Why did you choose him?


That response is so old and tired. You do realize that people do actually change over time?
Anonymous
I was in this situation. I left him and he got counseling, twice! He stopped and went back to his old rage-tastic behavior within 12 months of my return, also twice. I've left again and I'm never looking back. He thinks it's ok to treat people like that. I'm not going to be close enough to endure it anymore.
Anonymous
I think that you need to make sure that you mean what you say with an ultimatum. If you don't follow through he will view you as even weaker and nothing will ever change.
Anonymous
I think Carolyn Hax has an excellent viewpoint on ultimatums. In her view, ultimatums are pretty much never useful. When you want your partner to change something, you want them to change because they love you and appreciate how negatively the thing is affecting you. So she recommends presenting it in terms of how it's affecting you, not in terms of what you'll do if they don't change. "I would really like you to come to marriage counseling with me. I'm very unhappy with X, Y and Z in our marriage, and I think marriage counseling is the best way for us to work on that." If he agrees, you know he's in it for you; if he doesn't, you know that your happiness isn't something he values, and you can make decisions accordingly.

In contrast, if you say, "I need you to come to marriage counseling with me or I'm leaving," he may agree to it, but that's necessarily because he cares about you. It may be that he just doesn't want to upset his comfortable life, and is willing to do just enough to keep you from leaving. Which means that once he thinks you've committed to staying again, he'll revert back to his previous behavior.
Anonymous
Should be that's *not* necessarily because he cares about you.
Anonymous
Short version: I tried it. Didn't work. Divorced now.

Longer version: Ten years earlier, after he said and did some awful things, I started packing. After a few days of seeing boxes fill, he begged for another chance. He volunteered to get counseling for his anger and blame issues. Largely for our kids' sake, I agreed.

Ten years later, he had still never been to counseling. We would have happy periods, but it seemed like after each happy time, the bad points would get longer and lower. He did some more awful things. I gave the "counseling or the kids and I are gone" ultimatum. He waited until the absolute last second before making an appointment, which was a clue in itself.

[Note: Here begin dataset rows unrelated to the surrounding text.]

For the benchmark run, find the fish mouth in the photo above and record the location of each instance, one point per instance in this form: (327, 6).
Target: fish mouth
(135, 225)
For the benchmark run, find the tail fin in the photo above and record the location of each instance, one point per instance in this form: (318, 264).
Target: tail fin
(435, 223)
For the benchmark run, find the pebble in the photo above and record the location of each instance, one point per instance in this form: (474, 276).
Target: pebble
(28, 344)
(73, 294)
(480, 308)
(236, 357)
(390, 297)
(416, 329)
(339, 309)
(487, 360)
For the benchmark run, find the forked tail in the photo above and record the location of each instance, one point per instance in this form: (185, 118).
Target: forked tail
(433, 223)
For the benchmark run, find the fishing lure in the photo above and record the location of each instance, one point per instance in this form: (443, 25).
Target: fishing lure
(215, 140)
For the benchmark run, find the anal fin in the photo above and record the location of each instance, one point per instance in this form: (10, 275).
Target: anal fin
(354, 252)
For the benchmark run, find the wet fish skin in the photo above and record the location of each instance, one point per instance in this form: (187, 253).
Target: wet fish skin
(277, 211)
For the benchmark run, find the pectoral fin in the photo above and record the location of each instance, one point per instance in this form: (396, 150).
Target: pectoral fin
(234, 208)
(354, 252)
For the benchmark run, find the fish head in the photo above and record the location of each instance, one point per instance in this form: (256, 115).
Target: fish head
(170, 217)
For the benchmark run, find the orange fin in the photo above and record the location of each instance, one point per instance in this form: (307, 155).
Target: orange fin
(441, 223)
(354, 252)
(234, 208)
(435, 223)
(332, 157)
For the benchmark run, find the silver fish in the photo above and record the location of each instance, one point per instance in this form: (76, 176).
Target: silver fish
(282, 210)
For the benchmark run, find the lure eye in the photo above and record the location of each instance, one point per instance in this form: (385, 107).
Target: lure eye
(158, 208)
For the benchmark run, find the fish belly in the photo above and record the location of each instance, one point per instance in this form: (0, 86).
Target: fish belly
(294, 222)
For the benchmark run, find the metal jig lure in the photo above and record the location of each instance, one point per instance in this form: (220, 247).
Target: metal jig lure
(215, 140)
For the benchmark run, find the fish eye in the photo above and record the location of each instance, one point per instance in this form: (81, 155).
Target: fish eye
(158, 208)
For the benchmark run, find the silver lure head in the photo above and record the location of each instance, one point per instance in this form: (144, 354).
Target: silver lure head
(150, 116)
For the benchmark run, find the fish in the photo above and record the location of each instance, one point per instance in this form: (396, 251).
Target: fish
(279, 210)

He started seeing the counselor by himself, and we went together. He did not do a single thing the counselor advised. He wouldn't try to change at all. He just got angrier because I was "making him go," and counseling was "not helping, anyway."

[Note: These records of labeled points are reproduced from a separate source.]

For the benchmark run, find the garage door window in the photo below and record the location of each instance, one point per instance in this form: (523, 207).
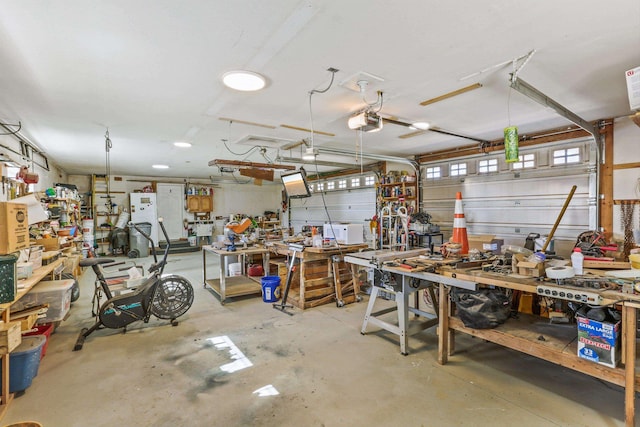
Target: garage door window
(566, 156)
(458, 169)
(433, 172)
(525, 161)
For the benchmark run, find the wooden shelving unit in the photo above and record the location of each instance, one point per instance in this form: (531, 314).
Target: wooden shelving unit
(24, 287)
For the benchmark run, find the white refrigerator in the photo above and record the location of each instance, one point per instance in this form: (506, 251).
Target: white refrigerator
(145, 209)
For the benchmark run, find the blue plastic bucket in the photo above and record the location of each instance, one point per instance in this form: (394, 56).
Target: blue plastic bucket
(270, 291)
(24, 362)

I tried my best to learn from counseling, but one-sided doesn't work. After more than a year of counseling, we separated. We've been divorced for years now, and he's still the same. I have changed, though!
Anonymous
I used an ultimatum but it was after years of counseling proved ineffective. It was actually a decision to divorce, but he convinced me that he would, finally, change. Not overnight, but gradually it is improving. However, whenever he goes to the anger thing I always think hard about whether I should have just left when I said I would.
Anonymous
Wow it seems from the posts above that all of the ultimatums have failed in affecting any change.